Re: Implement missing join selectivity estimation for range types

From: Haibo Yan <tristan(dot)yim(at)gmail(dot)com>
To: SCHOEMANS Maxime <maxime(dot)schoemans(at)ulb(dot)be>
Cc: vignesh C <vignesh21(at)gmail(dot)com>, Tom Lane <tgl(at)sss(dot)pgh(dot)pa(dot)us>, Damir Belyalov <dam(dot)bel07(at)gmail(dot)com>, jian he <jian(dot)universality(at)gmail(dot)com>, PostgreSQL Hackers <pgsql-hackers(at)lists(dot)postgresql(dot)org>, SAKR Mahmoud <mahmoud(dot)sakr(at)ulb(dot)be>, Diogo Repas <diogo(dot)repas(at)gmail(dot)com>, LUO Zhicheng <zhicheng(dot)luo(at)ulb(dot)be>, Tomas Vondra <tomas(dot)vondra(at)enterprisedb(dot)com>, Andrey Lepikhov <a(dot)lepikhov(at)postgrespro(dot)ru>
Subject: Re: Implement missing join selectivity estimation for range types
Date: 2026-04-15 00:53:31
Message-ID: CABXr29Gts+FuMRkeA=JNAxB700W1EQW2F=W2wAjtJrGZDGTxGw@mail.gmail.com
Views: Whole Thread | Raw Message | Download mbox | Resend email
Thread:
Lists: pgsql-hackers

On Tue, Apr 14, 2026 at 7:03 AM SCHOEMANS Maxime <maxime(dot)schoemans(at)ulb(dot)be>
wrote:

> Hi Haibo,
>
> Thank you for picking this up again. I agree with the changes you made
> in v5, in particular scoping the patch to the three strict operators and
> reworking the tests to check plan structure rather than exact row counts.
>
> Attached is v6 as a 3-patch series building on your v5.
>
> Patch 1 is your range join selectivity patch with one small change: the
> range_cmp_bounds result in the merge walk is stored in a local cmp
> variable to avoid calling it twice per iteration, as jian he suggested.
>

Hi Maxime,
Thank you for working on this and for building on top of v5.

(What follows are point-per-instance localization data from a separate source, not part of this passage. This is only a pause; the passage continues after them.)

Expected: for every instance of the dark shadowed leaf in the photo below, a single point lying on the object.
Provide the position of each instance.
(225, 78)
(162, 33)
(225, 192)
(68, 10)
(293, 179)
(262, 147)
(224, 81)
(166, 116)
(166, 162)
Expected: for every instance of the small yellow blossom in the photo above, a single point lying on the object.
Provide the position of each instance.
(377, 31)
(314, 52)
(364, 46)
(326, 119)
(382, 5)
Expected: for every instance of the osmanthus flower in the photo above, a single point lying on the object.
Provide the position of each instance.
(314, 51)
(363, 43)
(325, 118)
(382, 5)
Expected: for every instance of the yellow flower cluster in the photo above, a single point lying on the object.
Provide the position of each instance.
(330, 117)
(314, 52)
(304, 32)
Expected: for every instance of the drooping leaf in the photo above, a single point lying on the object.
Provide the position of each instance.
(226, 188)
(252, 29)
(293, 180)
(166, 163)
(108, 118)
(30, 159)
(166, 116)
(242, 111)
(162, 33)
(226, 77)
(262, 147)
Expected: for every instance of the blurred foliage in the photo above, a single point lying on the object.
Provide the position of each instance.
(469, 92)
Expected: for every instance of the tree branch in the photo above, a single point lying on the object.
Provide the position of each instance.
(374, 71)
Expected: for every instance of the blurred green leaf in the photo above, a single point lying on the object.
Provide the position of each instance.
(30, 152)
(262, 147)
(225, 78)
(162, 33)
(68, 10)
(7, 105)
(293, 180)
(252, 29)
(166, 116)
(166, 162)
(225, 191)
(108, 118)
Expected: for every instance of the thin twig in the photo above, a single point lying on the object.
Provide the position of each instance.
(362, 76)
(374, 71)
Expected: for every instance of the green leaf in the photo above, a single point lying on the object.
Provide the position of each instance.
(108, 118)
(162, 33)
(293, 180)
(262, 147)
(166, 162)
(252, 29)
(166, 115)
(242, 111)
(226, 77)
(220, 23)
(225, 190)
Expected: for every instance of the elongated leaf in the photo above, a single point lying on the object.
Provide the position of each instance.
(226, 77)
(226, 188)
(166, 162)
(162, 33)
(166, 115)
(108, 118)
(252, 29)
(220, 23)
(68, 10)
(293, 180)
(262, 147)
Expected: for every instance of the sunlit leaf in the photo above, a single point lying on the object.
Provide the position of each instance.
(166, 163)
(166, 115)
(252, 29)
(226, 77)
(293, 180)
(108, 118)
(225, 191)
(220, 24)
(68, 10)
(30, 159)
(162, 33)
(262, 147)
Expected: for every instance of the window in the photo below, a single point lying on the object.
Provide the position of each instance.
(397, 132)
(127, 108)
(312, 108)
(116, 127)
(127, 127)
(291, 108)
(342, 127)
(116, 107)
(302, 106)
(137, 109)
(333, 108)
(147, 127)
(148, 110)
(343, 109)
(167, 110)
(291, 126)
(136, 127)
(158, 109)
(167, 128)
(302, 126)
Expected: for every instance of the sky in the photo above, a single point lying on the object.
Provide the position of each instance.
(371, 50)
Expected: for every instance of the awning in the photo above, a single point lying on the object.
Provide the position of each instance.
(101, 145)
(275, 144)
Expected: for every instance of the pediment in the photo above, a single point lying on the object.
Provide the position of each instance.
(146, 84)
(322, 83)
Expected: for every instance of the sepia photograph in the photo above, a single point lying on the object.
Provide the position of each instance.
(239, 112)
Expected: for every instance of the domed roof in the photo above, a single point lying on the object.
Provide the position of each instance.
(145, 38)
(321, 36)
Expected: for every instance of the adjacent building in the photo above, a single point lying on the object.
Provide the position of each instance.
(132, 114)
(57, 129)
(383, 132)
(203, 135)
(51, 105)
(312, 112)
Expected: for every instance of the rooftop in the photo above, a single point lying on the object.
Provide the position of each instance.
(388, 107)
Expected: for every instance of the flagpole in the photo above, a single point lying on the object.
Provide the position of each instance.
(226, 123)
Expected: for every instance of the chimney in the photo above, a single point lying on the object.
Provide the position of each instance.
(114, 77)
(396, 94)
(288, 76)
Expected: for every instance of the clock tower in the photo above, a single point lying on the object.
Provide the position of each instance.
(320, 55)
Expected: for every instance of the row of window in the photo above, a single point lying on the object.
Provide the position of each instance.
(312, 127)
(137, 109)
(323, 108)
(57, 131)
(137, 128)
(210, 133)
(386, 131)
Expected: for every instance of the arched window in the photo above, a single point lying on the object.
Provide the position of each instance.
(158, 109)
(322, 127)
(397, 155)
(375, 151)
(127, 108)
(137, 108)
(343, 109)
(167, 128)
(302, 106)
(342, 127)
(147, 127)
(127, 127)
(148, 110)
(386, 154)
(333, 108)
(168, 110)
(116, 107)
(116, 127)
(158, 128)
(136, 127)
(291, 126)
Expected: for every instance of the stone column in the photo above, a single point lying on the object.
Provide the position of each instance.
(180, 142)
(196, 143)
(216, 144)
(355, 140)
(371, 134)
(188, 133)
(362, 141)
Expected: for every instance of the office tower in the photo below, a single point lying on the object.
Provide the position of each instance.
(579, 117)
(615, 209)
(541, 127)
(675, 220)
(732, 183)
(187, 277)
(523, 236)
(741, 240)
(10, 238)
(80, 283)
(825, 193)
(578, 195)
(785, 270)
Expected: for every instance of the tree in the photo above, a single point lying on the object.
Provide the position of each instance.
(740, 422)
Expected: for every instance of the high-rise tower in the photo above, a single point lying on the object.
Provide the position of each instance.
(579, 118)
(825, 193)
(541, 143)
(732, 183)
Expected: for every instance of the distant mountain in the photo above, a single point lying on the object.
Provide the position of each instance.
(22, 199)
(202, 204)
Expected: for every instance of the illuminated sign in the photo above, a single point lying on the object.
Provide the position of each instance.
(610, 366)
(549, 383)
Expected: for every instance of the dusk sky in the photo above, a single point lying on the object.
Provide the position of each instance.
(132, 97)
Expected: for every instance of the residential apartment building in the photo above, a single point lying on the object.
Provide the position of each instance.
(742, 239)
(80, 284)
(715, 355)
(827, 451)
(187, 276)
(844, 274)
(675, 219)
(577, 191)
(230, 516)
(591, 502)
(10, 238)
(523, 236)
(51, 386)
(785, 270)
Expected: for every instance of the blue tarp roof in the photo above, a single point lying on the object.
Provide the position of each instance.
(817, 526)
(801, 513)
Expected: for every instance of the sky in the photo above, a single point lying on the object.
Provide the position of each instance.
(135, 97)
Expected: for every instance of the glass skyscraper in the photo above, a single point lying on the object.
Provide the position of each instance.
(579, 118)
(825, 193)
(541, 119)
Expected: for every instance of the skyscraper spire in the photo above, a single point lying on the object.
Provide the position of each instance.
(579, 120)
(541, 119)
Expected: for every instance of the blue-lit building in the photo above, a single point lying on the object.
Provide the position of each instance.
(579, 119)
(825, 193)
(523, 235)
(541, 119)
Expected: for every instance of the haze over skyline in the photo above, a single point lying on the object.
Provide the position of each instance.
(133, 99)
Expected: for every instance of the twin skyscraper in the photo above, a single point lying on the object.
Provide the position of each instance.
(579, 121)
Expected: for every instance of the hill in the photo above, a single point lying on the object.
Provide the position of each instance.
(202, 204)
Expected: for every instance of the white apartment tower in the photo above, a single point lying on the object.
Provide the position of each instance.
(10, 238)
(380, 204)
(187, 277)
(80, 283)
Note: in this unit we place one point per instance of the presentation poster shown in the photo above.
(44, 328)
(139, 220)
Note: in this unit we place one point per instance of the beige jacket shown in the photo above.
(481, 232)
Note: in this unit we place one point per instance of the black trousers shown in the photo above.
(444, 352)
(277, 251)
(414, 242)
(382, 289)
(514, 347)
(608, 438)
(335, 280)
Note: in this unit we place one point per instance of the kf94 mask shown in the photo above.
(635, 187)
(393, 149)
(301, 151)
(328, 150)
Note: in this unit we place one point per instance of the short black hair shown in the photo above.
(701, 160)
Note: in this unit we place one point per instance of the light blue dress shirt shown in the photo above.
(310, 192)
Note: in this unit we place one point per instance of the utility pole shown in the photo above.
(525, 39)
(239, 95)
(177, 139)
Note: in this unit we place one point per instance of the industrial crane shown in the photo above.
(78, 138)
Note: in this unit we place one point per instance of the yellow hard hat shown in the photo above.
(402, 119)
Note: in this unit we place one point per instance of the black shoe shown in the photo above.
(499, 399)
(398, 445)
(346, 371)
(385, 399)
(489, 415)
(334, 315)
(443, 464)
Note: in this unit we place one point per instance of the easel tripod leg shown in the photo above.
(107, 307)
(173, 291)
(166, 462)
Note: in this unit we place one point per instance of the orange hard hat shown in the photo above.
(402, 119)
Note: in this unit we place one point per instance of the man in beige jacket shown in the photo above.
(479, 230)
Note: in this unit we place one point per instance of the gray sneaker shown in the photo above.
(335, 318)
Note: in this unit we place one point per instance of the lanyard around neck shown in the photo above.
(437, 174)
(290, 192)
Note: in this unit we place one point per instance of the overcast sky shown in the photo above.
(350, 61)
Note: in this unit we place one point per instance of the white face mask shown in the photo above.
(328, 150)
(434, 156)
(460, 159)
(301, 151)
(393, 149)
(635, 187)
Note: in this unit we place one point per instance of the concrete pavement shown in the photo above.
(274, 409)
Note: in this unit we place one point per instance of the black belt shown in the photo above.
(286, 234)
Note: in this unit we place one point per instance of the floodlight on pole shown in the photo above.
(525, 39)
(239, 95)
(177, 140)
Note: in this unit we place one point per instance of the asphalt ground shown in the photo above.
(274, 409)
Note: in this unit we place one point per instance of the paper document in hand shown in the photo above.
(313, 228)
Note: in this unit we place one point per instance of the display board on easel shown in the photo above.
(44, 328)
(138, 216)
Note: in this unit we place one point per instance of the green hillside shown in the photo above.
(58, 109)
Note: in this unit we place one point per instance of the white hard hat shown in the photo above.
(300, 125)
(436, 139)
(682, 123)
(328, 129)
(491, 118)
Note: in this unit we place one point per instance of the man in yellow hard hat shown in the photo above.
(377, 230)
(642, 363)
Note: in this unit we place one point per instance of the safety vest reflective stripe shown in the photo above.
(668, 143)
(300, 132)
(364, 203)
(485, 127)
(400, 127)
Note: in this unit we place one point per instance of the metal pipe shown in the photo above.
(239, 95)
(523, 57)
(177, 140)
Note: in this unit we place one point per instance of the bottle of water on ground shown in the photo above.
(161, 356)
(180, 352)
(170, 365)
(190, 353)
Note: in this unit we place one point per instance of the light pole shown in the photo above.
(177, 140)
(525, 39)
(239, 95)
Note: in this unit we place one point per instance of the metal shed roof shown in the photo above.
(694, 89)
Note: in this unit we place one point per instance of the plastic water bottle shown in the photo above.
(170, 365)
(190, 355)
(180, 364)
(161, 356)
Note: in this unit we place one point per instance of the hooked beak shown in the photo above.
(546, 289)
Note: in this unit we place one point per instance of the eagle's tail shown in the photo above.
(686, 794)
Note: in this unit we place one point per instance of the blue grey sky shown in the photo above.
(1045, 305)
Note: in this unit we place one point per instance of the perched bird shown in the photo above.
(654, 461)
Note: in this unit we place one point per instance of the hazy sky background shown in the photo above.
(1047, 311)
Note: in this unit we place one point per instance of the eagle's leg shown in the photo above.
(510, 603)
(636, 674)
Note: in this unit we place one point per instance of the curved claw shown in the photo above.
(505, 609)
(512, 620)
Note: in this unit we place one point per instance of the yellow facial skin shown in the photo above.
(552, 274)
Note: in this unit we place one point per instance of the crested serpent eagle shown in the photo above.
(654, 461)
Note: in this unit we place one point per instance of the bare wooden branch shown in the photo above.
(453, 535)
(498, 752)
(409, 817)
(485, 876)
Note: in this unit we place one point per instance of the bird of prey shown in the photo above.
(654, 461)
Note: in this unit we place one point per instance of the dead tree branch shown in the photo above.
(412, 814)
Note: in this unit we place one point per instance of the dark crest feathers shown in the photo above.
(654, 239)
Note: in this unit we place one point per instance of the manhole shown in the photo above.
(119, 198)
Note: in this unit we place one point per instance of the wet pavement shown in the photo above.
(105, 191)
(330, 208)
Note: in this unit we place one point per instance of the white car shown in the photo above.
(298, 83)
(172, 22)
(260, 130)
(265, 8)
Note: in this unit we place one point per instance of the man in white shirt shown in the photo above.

I think patch 1 looks good to me. I do not see major issues there. One
small note: the localized bool join_is_reversed; in my version was
intentional. I left it that way because get_join_variables() wants a
storage location, and I preferred to keep that use local and explicit
rather than trying to reshape things around it.

>
> Patch 2 adds the same estimation for multirange types, covering all type
> combinations (multirange x multirange, multirange x range, range x
> multirange). Since both range and multirange types use the same bound
> histogram format and the same RangeBound representation, the core
> algorithm is identical.
>
For patch 2, I am less convinced, especially for &&.

My concern is not so much whether the code runs, but whether the semantic
argument is strong enough for the mixed range/multirange cases. The patch
assumes that because range and multirange use the same bounds histogram
format and the same RangeBound representation, the same estimator can be
applied directly. I think that argument is much easier to make for << and >>
than for &&.

For single ranges, && works nicely with the usual decomposition because if
two single ranges do not overlap, then one must be entirely to the left or
entirely to the right of the other. But for multiranges there is a third
possibility: neither side is entirely left nor entirely right, and yet they
still do not overlap because of an internal gap.
For example:

A = {[1,2), [100,101)}

B = [50,60)

Here:

A << B is false
A >> B is false
A && B is also false

So for multiranges, “not left and not right” does not imply overlap in the
same way it does for single ranges. That makes me worry that reusing the
same estimator logic for &&, especially in mixed range/multirange cases,
may overestimate overlap because the overall lower/upper bounds do not
capture the internal holes.

So I think patch 2 still needs a stronger justification there, and probably
more targeted tests around sparse multiranges / hole cases, especially for
&&.

>
> Patch 3 removes the duplication between rangetypes_selfuncs.c and
> multirangetypes_selfuncs.c that Tom raised as a concern. It makes the
> 10 shared helper functions non-static, exports them via selfuncs.h,
> and deletes the copies from the multirange file. This covers all the
> pre-existing duplication between the two files, not just the functions
> added in this patch set.
>
> Regards,
> Maxime
>
For patch 3, I agree with the motivation: the duplication between
rangetypes_selfuncs.c and multirangetypes_selfuncs.c is not ideal. But I am
not convinced that exporting those helpers via selfuncs.h is the right
boundary.

My preference would be something tighter:

-

keep the shared helper implementations in one place
-

add a backend-private internal header just for the range-family selfuncs
code
-

include that internal header from rangetypes_selfuncs.c and
multirangetypes_selfuncs.c
-

avoid widening visibility by turning a group of file-local helpers into
broader extern declarations in selfuncs.h

In other words, I agree that the duplication should be removed, but I think
a backend-private internal header should be enough for that goal. I do not
think we need to expand visibility more than necessary by moving these
helpers out of the file-private space into a broader interface.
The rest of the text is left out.